Nothing beside remains. Round the decay
Of that colossal wreck, boundless and bare
The lone and level sands stretch far away.’
So, the sonnet is based on a single metaphor: the ruined statue in the desert wasteland, with its arrogant face and its inscription “look on my works, ye Mighty, and despair!”. However, Ozymandias’ pride is immediately destroyed because his works have crumbled and disappeared, his civilization is gone, and all has been turned to dust by the destructive power of history.
Framing the sonnet as a story enables Shelley to add some mystery to the statue and it makes the king Ozymandias even less commanding; the distancing of the narrative serves to undermine his power over us just as completely as has the passage of time.
The statue stands for the ephemeral nature of political power and, in the same time, for the pride and hubris of all of humanity. Therefore, it is a statement about the insignificance of human being to the passage of time.
All that remains of Ozymandias is a work of art and a group of words; Shelley demonstrates that art and language long outlast the other legacies of power.

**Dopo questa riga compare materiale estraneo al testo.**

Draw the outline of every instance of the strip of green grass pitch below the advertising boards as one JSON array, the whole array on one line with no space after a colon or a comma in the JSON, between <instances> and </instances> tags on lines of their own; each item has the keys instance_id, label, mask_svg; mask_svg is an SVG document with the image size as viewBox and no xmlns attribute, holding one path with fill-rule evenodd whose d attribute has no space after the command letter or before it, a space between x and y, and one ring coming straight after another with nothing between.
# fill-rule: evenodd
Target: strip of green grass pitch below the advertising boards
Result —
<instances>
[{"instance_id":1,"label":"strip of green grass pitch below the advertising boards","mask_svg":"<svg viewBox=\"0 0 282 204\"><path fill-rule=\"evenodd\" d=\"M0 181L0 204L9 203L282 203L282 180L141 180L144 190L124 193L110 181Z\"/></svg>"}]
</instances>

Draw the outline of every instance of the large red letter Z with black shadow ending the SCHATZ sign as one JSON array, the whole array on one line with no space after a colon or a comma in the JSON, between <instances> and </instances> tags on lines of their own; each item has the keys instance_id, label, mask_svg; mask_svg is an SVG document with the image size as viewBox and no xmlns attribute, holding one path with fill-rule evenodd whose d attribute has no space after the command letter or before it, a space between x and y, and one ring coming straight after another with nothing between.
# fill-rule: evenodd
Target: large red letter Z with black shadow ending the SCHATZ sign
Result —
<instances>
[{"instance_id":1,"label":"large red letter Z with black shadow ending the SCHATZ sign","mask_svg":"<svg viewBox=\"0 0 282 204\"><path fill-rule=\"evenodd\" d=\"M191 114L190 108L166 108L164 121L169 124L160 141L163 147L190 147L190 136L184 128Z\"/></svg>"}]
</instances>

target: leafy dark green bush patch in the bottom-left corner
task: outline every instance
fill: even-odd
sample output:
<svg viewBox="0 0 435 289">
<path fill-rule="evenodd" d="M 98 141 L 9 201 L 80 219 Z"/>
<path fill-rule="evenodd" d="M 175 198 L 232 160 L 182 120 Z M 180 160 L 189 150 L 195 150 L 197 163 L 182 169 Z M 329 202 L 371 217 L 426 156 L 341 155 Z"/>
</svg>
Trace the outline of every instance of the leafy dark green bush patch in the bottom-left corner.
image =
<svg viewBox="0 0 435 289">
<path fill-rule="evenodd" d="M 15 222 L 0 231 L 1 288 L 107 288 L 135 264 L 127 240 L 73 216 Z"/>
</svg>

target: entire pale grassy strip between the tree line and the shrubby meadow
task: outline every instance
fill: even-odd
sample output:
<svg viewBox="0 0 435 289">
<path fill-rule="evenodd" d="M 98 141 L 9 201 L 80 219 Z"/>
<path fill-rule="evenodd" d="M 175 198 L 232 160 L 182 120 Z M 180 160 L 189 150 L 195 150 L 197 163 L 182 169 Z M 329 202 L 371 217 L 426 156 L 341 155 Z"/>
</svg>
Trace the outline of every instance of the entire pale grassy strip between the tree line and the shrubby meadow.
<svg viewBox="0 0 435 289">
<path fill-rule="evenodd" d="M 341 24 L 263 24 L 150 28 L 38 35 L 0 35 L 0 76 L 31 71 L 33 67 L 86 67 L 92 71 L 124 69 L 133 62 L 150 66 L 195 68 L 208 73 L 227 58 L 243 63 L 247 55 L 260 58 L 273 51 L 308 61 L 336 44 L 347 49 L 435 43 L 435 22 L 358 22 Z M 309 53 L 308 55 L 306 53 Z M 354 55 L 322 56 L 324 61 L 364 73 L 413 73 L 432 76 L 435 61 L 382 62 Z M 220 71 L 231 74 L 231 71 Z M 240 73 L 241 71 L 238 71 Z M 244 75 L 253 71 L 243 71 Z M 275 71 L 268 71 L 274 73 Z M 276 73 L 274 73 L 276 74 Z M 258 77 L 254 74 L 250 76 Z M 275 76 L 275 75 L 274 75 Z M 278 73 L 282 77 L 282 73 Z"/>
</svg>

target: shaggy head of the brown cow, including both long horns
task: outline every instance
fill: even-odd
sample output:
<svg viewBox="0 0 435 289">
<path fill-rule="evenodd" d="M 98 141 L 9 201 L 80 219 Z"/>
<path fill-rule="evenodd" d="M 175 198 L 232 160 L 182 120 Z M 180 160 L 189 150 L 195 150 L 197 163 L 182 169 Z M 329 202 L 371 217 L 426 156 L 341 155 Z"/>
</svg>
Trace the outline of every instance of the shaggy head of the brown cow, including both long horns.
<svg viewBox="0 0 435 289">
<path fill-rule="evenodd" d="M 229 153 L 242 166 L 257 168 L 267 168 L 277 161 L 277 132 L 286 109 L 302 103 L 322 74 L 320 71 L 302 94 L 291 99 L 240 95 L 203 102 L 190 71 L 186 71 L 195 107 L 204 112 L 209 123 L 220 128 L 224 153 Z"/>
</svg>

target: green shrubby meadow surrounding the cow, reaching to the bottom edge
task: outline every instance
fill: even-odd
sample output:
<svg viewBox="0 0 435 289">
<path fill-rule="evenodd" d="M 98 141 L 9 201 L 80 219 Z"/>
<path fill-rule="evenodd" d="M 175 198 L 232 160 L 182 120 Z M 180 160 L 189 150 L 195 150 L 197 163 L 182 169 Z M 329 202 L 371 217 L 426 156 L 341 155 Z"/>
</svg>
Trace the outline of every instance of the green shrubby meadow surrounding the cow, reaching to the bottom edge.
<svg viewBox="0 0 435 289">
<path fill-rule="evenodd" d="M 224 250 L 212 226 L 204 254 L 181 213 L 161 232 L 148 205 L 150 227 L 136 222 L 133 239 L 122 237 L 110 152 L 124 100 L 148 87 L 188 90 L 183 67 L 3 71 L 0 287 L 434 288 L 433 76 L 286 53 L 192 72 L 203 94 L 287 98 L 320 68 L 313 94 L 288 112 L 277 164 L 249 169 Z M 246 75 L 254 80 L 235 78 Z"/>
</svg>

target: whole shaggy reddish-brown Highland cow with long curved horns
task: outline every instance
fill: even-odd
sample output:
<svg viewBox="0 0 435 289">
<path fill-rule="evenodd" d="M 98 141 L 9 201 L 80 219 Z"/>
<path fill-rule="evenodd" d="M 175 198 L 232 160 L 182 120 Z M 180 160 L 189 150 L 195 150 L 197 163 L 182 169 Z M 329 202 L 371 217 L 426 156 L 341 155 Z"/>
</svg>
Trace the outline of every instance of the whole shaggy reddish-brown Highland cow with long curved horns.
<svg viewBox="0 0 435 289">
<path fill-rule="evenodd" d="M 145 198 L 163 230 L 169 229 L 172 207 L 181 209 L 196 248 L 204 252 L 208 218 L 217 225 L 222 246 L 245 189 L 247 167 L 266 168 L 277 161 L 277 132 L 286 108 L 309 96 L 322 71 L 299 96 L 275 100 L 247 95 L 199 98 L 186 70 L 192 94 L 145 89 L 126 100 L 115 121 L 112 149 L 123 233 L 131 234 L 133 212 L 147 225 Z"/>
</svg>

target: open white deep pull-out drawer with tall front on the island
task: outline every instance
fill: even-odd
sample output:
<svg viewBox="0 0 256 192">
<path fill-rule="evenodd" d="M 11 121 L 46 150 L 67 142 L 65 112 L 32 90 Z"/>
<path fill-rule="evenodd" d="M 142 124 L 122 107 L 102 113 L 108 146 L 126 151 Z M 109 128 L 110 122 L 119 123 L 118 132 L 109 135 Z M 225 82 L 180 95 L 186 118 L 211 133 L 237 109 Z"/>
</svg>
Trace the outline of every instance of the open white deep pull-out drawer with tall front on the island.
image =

Ed è esattamente per questo che un gruppo di artisti ed esperti d’arte in parte inglese, ma in gran parte statunitensi, è venuto in Europa durante la Seconda Guerra mondiale a combattere per la nostra cultura. I Monuments Men volevano lasciare un insegnamento alle generazioni successive, ovvero che un popolo privato della sua arte è come se non fosse mai esistito.